Published:
Author: Jack Darrell

Joseph Choy, a third-year doctoral candidate in the Department of Materials Science and Engineering, has received the George M.L. Sommerman Engineering Graduate Teaching Assistant Award recognizing “excellence in teaching, advising, and mentoring.” Choy was nominated for this honor by both faculty and students.

Choy first served as a teaching assistant in the biomaterials lab of Kalina Hristova, a professor of materials science and engineering.

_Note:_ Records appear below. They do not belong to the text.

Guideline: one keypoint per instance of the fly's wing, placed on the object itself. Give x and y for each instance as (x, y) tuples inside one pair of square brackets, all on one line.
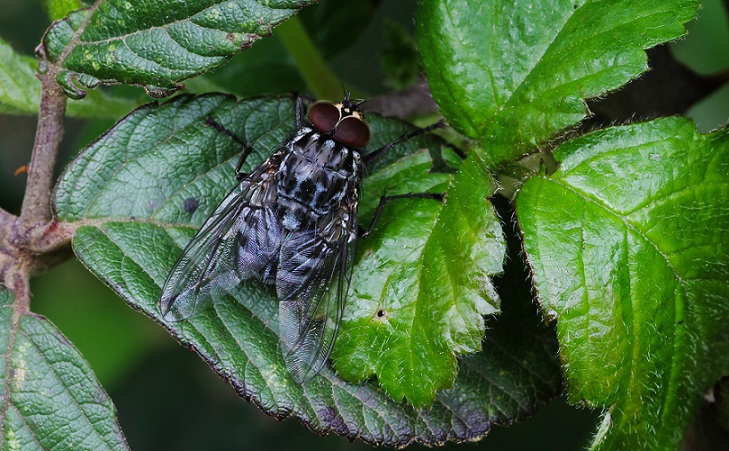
[(312, 282), (238, 241)]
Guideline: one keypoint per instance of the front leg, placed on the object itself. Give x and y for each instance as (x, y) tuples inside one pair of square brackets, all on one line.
[(239, 175)]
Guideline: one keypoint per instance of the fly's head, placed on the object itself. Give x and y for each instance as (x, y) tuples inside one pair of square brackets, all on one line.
[(342, 121)]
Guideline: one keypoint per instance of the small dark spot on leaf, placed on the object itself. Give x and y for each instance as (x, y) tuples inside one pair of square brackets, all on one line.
[(331, 418), (191, 204)]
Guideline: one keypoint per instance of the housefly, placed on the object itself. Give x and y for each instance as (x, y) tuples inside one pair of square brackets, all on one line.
[(291, 223)]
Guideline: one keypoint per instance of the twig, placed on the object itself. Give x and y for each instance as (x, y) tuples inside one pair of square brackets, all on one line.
[(34, 240), (36, 208)]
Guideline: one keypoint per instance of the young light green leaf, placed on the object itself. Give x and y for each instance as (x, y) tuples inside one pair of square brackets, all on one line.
[(20, 90), (157, 44), (138, 196), (51, 398), (629, 243), (512, 74)]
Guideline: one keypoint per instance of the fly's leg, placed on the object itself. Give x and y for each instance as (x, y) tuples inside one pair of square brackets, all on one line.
[(385, 199), (377, 153), (239, 175), (300, 111)]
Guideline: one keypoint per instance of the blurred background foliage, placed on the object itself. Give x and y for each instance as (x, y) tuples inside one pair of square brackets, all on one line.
[(166, 397)]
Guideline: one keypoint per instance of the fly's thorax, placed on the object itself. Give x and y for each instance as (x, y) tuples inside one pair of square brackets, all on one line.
[(316, 177)]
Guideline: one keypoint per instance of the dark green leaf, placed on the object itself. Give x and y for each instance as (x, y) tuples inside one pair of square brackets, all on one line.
[(157, 44), (512, 74), (127, 194), (51, 399), (400, 59), (629, 243)]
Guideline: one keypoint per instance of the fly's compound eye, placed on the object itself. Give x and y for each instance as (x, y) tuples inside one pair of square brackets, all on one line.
[(324, 116), (352, 131)]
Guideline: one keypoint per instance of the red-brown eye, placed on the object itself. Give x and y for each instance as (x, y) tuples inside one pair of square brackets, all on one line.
[(324, 116), (352, 131)]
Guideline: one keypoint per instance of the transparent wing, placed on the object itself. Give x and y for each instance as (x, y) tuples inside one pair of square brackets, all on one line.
[(312, 283), (239, 240)]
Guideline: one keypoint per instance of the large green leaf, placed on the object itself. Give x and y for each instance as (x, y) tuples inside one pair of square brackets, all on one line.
[(629, 243), (157, 44), (51, 399), (139, 194), (512, 74)]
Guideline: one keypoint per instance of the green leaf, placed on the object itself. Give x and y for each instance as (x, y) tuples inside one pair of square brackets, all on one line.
[(58, 9), (20, 90), (127, 195), (157, 44), (512, 74), (421, 287), (629, 243), (51, 399)]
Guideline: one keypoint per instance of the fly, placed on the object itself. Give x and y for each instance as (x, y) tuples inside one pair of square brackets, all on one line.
[(291, 223)]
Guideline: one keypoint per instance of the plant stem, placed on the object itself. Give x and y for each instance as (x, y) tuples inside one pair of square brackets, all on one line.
[(319, 77), (36, 209)]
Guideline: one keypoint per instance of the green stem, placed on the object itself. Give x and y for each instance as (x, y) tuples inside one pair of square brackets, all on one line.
[(319, 77)]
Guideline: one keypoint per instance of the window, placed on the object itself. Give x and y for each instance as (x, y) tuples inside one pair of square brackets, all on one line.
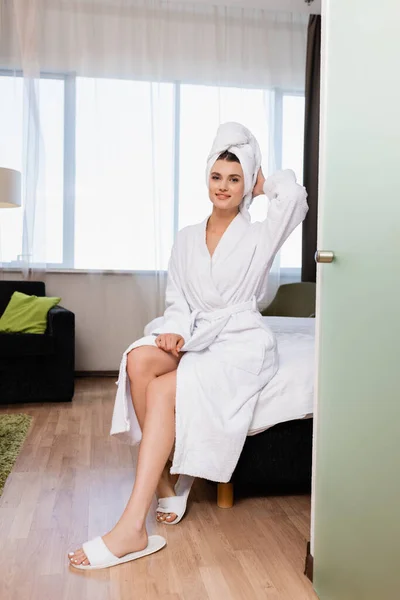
[(120, 168)]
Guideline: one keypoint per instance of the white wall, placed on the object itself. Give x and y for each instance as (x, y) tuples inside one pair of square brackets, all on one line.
[(110, 311)]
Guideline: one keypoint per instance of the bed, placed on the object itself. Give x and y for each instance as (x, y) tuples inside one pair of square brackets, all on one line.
[(278, 451)]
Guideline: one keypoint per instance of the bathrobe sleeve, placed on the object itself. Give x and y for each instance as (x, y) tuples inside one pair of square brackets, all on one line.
[(287, 209), (177, 316)]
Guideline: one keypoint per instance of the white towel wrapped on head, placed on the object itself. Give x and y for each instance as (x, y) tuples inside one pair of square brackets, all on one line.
[(235, 138)]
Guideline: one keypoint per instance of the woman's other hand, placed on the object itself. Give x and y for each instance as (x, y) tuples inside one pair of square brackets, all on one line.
[(258, 188), (170, 342)]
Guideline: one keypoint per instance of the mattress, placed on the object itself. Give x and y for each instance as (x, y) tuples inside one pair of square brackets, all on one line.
[(290, 393)]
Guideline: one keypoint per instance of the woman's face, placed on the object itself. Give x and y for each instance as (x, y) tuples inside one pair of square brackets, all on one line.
[(226, 184)]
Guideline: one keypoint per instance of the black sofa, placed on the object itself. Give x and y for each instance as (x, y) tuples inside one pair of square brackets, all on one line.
[(37, 367)]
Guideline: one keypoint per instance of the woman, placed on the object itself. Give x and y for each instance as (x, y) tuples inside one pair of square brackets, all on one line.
[(195, 380)]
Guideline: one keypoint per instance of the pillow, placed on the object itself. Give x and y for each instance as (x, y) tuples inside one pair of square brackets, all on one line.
[(26, 314)]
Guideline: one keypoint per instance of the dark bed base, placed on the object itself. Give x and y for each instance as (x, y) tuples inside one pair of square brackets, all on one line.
[(278, 460)]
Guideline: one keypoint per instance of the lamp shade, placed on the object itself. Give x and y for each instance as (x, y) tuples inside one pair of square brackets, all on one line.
[(10, 188)]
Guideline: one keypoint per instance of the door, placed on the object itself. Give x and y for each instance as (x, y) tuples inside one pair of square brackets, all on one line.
[(356, 515)]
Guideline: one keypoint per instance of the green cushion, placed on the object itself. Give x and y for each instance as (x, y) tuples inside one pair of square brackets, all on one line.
[(26, 314)]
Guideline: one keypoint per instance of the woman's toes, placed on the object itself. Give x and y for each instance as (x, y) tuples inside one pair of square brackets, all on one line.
[(170, 517)]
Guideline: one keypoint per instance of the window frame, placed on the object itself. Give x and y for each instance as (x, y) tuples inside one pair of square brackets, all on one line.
[(69, 172)]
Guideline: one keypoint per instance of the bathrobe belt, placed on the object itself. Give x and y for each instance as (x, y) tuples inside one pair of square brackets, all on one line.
[(222, 313)]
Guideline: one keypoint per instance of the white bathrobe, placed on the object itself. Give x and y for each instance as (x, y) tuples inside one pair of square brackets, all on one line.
[(229, 353)]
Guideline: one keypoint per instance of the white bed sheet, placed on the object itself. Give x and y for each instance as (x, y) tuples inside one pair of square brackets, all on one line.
[(290, 394)]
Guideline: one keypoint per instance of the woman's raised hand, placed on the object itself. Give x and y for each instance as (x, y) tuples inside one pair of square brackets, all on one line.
[(170, 342), (258, 188)]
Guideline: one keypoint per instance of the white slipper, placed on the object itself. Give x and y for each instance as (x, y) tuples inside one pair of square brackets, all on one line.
[(176, 504), (100, 556)]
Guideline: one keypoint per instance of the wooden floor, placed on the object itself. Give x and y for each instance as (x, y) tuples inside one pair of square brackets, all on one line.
[(70, 483)]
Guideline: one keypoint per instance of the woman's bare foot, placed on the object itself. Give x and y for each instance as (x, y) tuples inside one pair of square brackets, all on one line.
[(165, 489), (118, 541)]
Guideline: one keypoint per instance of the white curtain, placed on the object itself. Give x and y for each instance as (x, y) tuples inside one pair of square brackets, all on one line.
[(109, 107)]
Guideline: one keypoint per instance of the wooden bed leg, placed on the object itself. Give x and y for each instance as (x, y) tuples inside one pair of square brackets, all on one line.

Co-advised by Hai-Quan Mao, professor of materials science and director of the Institute for NanoBioTechnology, and Jonathan Schneck, a professor of pathology and director of the Center for Translational Immunoengineering at Johns Hopkins, Choy’s research focuses on materials for enhancing cancer immunotherapy.

“When a patient has cancer, they typically will have a response from their own immune system that actively tries to target and kill the malignant cells. We’re developing technologies and platforms that allow you to take a patient’s immune cells and then manipulate them to be more effective.” Choy explains. This means looking at T cells, a type of immune cells that can recognize specific antigens expressed by the tumor cells, with the goal of making them better at fighting cancer. Choy thinks of it like a perfect drug: “Highly specific with the ability to maintain prolonged protection.”

Choy leveraged this research to help him design and teach his own undergraduate course, a HEART course called “Tuning Biomaterials for Cancer Immunotherapy”, focused on using biomaterials to make better cancer immunotherapies. The HEART program stands for Hopkins Engineering Applications & Research Tutorials and it “provides new undergraduate students with a window on cutting-edge engineering research and its applications to society.”

The course has become a great success, growing from a class of eight students to two sections of 15 each in the course’s second year. It also inspired an ongoing research project in which Choy looked at active learning techniques to facilitate, in his words, “the kind of learning where you’re going beyond understanding of the material, but applying it as an engineered therapy.” The results of that project and the conversation Choy’s course has facilitated earned him an honorable mention award from the upcoming Society for Biomaterials 2023 Annual Meeting where he will be presenting at.

Choy says he owes his teaching success in part to Mao and Schneck, his advisors, who have been very supportive, along with Hopkins’ Center for Teaching Excellence and Innovation. “Being able to take the principles you learn from programs like CTEI’s Teaching Academy on campus and applying it in a real-world teaching setting has been extremely rewarding. It was amazing to see students engaging and interacting with each other as they built up their ideas.” he says.

Choy also demonstrates his leadership skills as the president of the Materials Graduate Society, the department’s graduate student organization.

“It’s been a really rewarding experience, not just being a leader, but also an advocate for the students in the department. We’ve managed to achieve a lot this year because the team I’m working with is incredibly supportive and cohesive. We are able to get things done and I think it demonstrates how our department comes together as a community,” Choy says.